India arrests last of five wanted in gang-rape case

MUMBAI  - Mumbai police Sunday arrested the fifth and final member of a gang suspected of raping a photographer, a crime that reignited anger about women's safety in India following a similar attack last year.
A Mumbai police team arrested the suspect in the capital New Delhi over the brutal attack on the woman as she was taking photographs in India's financial hub with a male colleague, a police official said. "Our crime branch team arrested the fifth suspect from New Delhi earlier Sunday and he is being brought back to Mumbai," the official, who did not want to be named, told AFP. The officer declined to give details of the arrest.
The men allegedly trapped and repeatedly raped the woman, said to be in her early 20s, on Thursday evening in an abandoned mill in an upmarket district of central Mumbai, where she was on assignment for a magazine, police said.
The attack rekindled memories of the fatal gang-rape of a 23-year-old student in New Delhi in December. That crime sparked nationwide protests and brought to the surface seething anger about violence against women in India.
The woman, reportedly an intern, is undergoing treatment at Mumbai's Jaslok Hospital, where staff said she was improving but has multiple injuries.
She was quoted on Sunday as saying "rape is not the end of life" and wanted to return to work.
"I want strictest punishment for all the accused and want to join duty as early as possible," she told members of a national women's group who visited her in hospital, according to The Times of India.
The fifth suspect was tracked down after the arrest of four others since Friday, all in Mumbai. One arrested early on Sunday was identified by the Press Trust of India as Kasim Bangali.
Two of the suspects, their faces covered by black cloth, were remanded in police custody until August 30 after appearing in a Mumbai court on Sunday. On Saturday, two other suspects were also remanded in police custody.
The attack, which dismayed a city seen as far safer for women than the capital, sparked protests in Mumbai and uproar in the national parliament.
The woman was attacked while she was taking photos of the abandoned Shakti Mills factory compound next to a fashionable area of apartment and office blocks, shops and restaurants, police said.
The victim and her male colleague were approached by some men and told they should not be there, after which the colleague was tied up with a belt and the woman attacked nearby, police said.

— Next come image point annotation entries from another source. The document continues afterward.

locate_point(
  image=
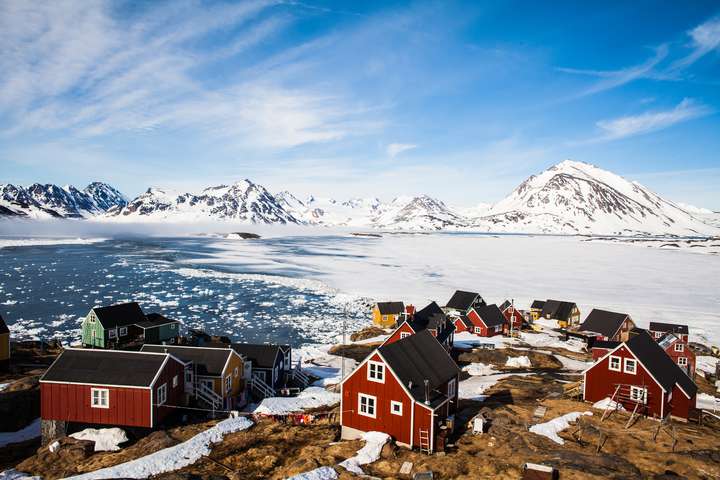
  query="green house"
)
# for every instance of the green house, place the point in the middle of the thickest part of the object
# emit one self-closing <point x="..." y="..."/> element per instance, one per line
<point x="108" y="327"/>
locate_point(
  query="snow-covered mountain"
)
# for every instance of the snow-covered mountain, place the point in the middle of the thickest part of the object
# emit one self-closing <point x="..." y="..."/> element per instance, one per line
<point x="242" y="201"/>
<point x="51" y="201"/>
<point x="576" y="197"/>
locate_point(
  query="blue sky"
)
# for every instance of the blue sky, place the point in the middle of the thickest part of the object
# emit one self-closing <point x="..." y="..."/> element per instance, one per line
<point x="460" y="100"/>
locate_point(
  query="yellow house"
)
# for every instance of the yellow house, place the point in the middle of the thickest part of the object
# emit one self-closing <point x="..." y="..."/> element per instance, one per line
<point x="388" y="314"/>
<point x="214" y="375"/>
<point x="4" y="344"/>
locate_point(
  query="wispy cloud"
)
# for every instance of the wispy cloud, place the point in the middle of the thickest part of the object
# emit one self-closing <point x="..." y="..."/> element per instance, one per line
<point x="395" y="149"/>
<point x="77" y="67"/>
<point x="705" y="38"/>
<point x="647" y="122"/>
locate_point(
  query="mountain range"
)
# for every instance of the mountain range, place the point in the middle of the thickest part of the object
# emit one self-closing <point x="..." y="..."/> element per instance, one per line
<point x="568" y="198"/>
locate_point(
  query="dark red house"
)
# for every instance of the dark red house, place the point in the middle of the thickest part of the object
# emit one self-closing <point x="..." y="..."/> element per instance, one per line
<point x="680" y="352"/>
<point x="487" y="320"/>
<point x="111" y="387"/>
<point x="431" y="318"/>
<point x="658" y="330"/>
<point x="643" y="378"/>
<point x="407" y="389"/>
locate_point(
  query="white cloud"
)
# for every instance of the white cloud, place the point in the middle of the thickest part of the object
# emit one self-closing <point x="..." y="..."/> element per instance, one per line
<point x="395" y="149"/>
<point x="651" y="121"/>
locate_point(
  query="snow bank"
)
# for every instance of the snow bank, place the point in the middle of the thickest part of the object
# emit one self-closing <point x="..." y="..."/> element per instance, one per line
<point x="518" y="362"/>
<point x="106" y="439"/>
<point x="27" y="433"/>
<point x="374" y="442"/>
<point x="607" y="402"/>
<point x="553" y="427"/>
<point x="476" y="369"/>
<point x="311" y="397"/>
<point x="322" y="473"/>
<point x="172" y="458"/>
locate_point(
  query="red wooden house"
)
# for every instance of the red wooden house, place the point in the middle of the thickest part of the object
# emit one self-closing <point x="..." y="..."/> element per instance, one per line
<point x="111" y="387"/>
<point x="658" y="330"/>
<point x="643" y="378"/>
<point x="487" y="321"/>
<point x="680" y="352"/>
<point x="431" y="318"/>
<point x="407" y="389"/>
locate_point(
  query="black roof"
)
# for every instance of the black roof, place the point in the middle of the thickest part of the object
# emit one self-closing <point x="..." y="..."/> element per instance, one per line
<point x="417" y="358"/>
<point x="120" y="315"/>
<point x="261" y="355"/>
<point x="462" y="300"/>
<point x="603" y="322"/>
<point x="539" y="304"/>
<point x="105" y="367"/>
<point x="432" y="316"/>
<point x="668" y="327"/>
<point x="155" y="320"/>
<point x="491" y="315"/>
<point x="659" y="364"/>
<point x="207" y="361"/>
<point x="391" y="308"/>
<point x="557" y="309"/>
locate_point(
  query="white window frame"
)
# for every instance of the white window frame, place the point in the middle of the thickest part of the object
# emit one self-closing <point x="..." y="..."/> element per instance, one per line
<point x="376" y="374"/>
<point x="452" y="388"/>
<point x="368" y="400"/>
<point x="103" y="398"/>
<point x="634" y="394"/>
<point x="630" y="361"/>
<point x="162" y="394"/>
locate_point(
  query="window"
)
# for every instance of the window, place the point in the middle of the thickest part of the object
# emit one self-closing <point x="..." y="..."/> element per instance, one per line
<point x="376" y="372"/>
<point x="100" y="397"/>
<point x="162" y="394"/>
<point x="630" y="366"/>
<point x="452" y="388"/>
<point x="638" y="394"/>
<point x="366" y="405"/>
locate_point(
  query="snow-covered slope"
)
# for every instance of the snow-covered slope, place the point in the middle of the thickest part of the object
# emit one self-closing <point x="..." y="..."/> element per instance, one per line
<point x="242" y="201"/>
<point x="51" y="201"/>
<point x="576" y="197"/>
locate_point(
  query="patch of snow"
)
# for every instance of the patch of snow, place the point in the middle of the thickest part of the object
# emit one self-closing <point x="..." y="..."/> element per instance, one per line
<point x="518" y="362"/>
<point x="370" y="453"/>
<point x="311" y="397"/>
<point x="172" y="458"/>
<point x="106" y="439"/>
<point x="27" y="433"/>
<point x="553" y="427"/>
<point x="322" y="473"/>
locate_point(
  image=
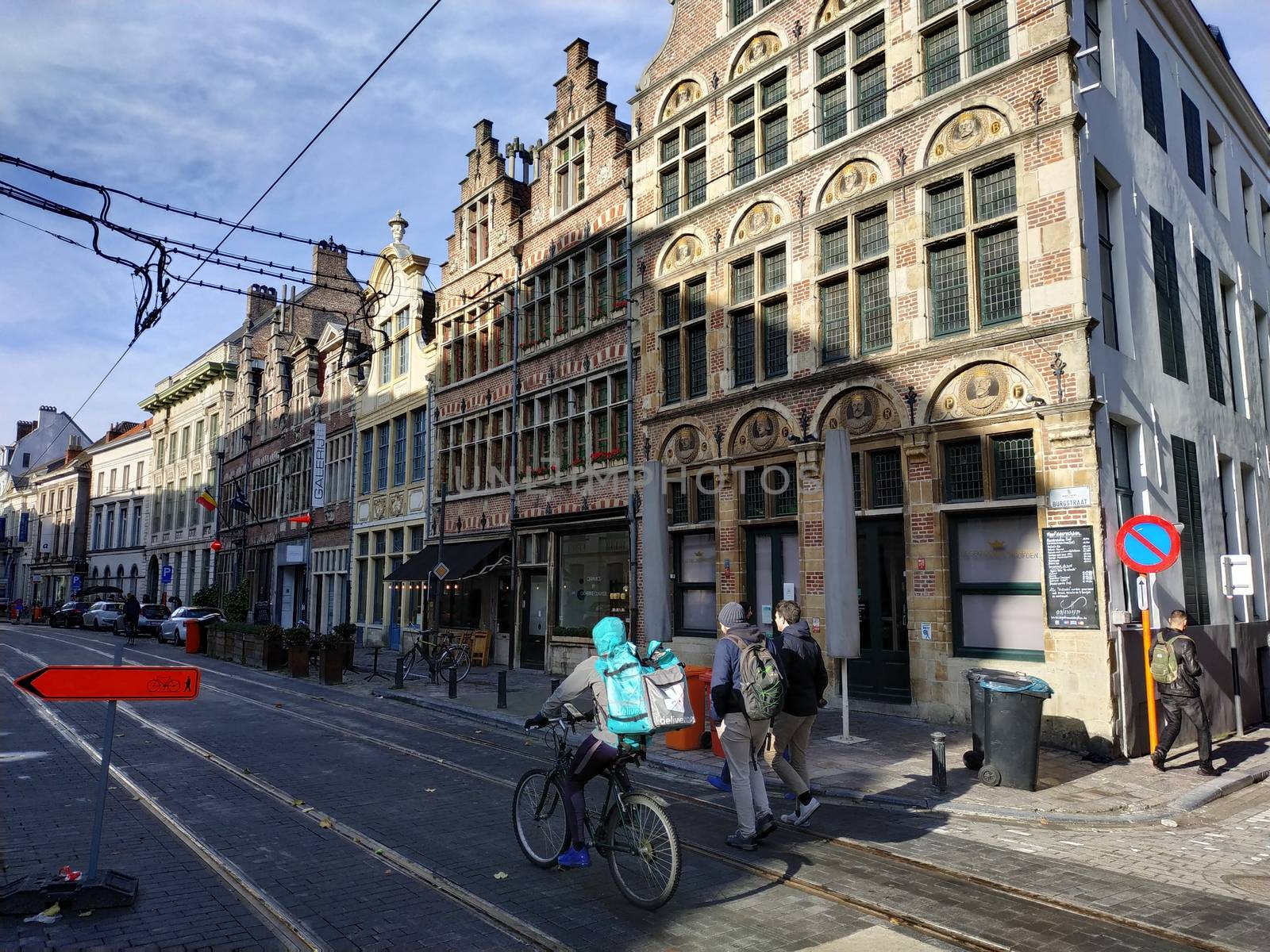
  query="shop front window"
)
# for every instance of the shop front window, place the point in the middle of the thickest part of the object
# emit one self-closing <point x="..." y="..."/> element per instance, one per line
<point x="997" y="601"/>
<point x="594" y="581"/>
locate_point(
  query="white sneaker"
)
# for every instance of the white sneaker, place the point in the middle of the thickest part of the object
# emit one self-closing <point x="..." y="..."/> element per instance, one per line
<point x="802" y="816"/>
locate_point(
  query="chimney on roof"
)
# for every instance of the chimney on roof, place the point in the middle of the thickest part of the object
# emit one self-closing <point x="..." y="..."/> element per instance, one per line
<point x="330" y="263"/>
<point x="260" y="301"/>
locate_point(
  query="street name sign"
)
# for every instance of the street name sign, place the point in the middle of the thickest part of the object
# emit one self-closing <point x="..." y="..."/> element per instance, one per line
<point x="99" y="682"/>
<point x="1149" y="543"/>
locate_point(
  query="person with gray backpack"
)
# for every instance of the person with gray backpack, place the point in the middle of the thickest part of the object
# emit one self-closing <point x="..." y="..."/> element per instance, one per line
<point x="746" y="693"/>
<point x="1175" y="668"/>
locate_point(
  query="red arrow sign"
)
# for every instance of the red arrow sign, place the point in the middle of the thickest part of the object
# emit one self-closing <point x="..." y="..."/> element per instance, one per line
<point x="99" y="682"/>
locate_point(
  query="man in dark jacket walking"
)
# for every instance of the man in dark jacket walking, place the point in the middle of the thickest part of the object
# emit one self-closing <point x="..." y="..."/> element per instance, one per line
<point x="806" y="681"/>
<point x="131" y="615"/>
<point x="741" y="738"/>
<point x="1183" y="697"/>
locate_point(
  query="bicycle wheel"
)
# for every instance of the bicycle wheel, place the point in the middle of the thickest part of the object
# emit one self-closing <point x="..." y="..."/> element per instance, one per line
<point x="457" y="657"/>
<point x="645" y="850"/>
<point x="537" y="816"/>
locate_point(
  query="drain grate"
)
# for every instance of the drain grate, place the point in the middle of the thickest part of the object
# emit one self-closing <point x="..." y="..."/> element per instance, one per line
<point x="1257" y="885"/>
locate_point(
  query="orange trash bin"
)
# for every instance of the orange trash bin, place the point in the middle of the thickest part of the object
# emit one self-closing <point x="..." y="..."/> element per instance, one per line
<point x="698" y="685"/>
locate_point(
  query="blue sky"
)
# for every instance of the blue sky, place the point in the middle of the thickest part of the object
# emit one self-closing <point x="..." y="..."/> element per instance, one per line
<point x="201" y="106"/>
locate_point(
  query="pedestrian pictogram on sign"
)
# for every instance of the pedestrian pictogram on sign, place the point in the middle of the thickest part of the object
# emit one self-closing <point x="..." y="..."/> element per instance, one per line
<point x="99" y="682"/>
<point x="1149" y="543"/>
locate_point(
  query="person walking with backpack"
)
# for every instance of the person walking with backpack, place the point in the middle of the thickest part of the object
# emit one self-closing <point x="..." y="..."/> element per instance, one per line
<point x="746" y="692"/>
<point x="1175" y="668"/>
<point x="806" y="682"/>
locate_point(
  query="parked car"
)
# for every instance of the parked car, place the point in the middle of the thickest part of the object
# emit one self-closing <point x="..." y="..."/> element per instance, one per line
<point x="173" y="628"/>
<point x="69" y="616"/>
<point x="149" y="625"/>
<point x="102" y="615"/>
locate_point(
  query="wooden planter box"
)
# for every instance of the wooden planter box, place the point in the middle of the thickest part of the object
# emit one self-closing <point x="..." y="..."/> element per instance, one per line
<point x="330" y="663"/>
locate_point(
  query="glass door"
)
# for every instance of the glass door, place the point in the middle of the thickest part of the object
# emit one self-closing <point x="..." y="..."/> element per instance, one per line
<point x="772" y="571"/>
<point x="882" y="670"/>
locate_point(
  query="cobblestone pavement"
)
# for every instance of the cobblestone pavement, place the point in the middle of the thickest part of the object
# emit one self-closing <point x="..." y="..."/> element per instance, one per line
<point x="332" y="754"/>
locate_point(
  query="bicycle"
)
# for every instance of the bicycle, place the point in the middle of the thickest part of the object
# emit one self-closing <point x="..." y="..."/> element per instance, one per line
<point x="634" y="831"/>
<point x="438" y="657"/>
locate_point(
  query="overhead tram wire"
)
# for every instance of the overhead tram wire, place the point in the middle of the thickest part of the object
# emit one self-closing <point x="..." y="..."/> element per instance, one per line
<point x="264" y="196"/>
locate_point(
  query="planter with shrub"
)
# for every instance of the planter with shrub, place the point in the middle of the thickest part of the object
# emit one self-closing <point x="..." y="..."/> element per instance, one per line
<point x="298" y="641"/>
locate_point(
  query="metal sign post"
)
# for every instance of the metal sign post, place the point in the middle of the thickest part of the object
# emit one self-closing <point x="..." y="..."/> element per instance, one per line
<point x="1236" y="581"/>
<point x="1149" y="545"/>
<point x="71" y="682"/>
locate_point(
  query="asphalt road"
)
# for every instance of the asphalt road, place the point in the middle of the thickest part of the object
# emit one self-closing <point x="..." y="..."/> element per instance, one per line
<point x="277" y="812"/>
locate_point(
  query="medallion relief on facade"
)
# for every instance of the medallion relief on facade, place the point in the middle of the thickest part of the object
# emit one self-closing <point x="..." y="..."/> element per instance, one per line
<point x="683" y="97"/>
<point x="683" y="447"/>
<point x="761" y="433"/>
<point x="852" y="179"/>
<point x="863" y="410"/>
<point x="979" y="391"/>
<point x="683" y="253"/>
<point x="965" y="132"/>
<point x="757" y="50"/>
<point x="832" y="10"/>
<point x="759" y="221"/>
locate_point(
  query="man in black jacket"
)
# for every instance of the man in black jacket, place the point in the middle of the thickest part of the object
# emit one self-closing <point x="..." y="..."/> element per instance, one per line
<point x="1181" y="697"/>
<point x="806" y="681"/>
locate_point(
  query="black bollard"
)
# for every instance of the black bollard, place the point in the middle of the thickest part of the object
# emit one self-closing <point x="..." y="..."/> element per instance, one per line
<point x="939" y="763"/>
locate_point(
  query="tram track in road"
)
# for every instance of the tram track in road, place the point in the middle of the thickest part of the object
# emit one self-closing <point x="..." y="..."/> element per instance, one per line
<point x="952" y="881"/>
<point x="270" y="909"/>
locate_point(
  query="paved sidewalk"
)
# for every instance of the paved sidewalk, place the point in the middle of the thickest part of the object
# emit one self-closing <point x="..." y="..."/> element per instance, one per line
<point x="892" y="761"/>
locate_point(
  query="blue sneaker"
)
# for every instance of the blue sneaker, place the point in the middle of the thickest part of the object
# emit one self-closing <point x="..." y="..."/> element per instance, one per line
<point x="575" y="860"/>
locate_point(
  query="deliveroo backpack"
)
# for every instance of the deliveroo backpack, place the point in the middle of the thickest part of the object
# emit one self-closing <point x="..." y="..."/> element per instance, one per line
<point x="762" y="687"/>
<point x="624" y="683"/>
<point x="1164" y="660"/>
<point x="666" y="685"/>
<point x="645" y="698"/>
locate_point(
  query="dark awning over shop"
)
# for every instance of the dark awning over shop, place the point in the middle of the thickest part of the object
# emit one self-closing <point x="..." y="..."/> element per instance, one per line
<point x="461" y="559"/>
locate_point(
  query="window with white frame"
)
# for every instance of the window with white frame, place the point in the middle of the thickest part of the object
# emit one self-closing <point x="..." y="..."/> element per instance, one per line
<point x="742" y="10"/>
<point x="683" y="167"/>
<point x="851" y="78"/>
<point x="962" y="38"/>
<point x="478" y="216"/>
<point x="759" y="129"/>
<point x="855" y="286"/>
<point x="683" y="340"/>
<point x="571" y="171"/>
<point x="973" y="251"/>
<point x="759" y="317"/>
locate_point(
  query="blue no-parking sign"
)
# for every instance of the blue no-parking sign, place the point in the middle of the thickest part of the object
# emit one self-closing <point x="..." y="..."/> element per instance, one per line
<point x="1149" y="543"/>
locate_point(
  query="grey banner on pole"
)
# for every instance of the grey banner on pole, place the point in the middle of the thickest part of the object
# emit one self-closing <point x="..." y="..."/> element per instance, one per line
<point x="656" y="566"/>
<point x="841" y="584"/>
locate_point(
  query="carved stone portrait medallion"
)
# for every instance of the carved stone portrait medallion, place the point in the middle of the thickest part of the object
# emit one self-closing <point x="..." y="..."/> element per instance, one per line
<point x="686" y="444"/>
<point x="983" y="390"/>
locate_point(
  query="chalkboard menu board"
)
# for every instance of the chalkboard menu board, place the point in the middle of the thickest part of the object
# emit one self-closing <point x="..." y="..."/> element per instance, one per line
<point x="1071" y="592"/>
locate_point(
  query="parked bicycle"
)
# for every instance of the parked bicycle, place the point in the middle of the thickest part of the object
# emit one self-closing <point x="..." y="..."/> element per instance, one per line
<point x="437" y="657"/>
<point x="633" y="831"/>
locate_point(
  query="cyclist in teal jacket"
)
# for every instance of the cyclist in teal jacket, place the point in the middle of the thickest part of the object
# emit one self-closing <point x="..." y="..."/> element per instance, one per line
<point x="600" y="749"/>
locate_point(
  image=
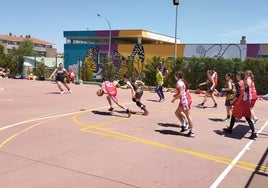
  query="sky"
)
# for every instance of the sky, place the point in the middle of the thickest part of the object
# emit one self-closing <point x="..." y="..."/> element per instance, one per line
<point x="198" y="21"/>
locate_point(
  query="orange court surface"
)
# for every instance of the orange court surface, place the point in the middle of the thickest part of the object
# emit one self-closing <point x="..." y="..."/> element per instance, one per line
<point x="67" y="140"/>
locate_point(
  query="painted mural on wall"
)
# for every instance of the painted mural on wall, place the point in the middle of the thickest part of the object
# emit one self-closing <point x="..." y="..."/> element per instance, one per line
<point x="226" y="50"/>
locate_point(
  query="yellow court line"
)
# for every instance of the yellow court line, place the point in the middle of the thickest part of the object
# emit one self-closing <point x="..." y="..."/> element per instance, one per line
<point x="24" y="130"/>
<point x="110" y="133"/>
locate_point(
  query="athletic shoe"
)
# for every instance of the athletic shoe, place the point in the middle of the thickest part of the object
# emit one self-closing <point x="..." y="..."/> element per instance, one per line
<point x="190" y="134"/>
<point x="146" y="112"/>
<point x="161" y="100"/>
<point x="183" y="129"/>
<point x="128" y="112"/>
<point x="254" y="120"/>
<point x="228" y="130"/>
<point x="253" y="136"/>
<point x="226" y="119"/>
<point x="201" y="105"/>
<point x="186" y="125"/>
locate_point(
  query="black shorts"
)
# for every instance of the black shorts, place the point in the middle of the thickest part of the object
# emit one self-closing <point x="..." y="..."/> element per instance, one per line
<point x="139" y="94"/>
<point x="61" y="78"/>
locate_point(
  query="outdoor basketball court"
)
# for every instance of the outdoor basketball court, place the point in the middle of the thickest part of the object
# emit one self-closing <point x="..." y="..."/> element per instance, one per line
<point x="70" y="140"/>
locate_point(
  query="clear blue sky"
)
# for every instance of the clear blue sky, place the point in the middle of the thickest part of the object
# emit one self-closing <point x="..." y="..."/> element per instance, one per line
<point x="199" y="21"/>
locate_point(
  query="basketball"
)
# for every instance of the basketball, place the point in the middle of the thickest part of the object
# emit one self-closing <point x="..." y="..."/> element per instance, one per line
<point x="100" y="92"/>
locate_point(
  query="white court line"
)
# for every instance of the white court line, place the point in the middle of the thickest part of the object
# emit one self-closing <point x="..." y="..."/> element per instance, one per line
<point x="235" y="160"/>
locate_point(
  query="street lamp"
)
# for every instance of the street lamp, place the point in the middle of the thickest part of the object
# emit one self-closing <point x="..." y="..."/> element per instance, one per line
<point x="176" y="3"/>
<point x="109" y="33"/>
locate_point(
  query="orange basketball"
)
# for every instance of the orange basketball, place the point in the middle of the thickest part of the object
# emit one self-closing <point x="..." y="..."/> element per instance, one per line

The incident comes eight months after the student was gang-raped in a moving bus in New Delhi, while her male companion was beaten up. She died two weeks later from severe injuries.
A trial is in its final stages in that case, which sparked massive and sometimes violent protests.
It prompted soul searching about whether India can protect its women, in a country where fear of social stigma, a hostile police reaction and an inadequate judicial process mean many sexual assault cases go unreported.
The public outrage led to a tougher anti-rape law that included increased punishment for sex offenders, who face the death penalty if a victim dies, and a broader definition of sexual assault.
Since the December incident, dozens of rapes of women -- including foreign tourists -- have been highlighted in the media.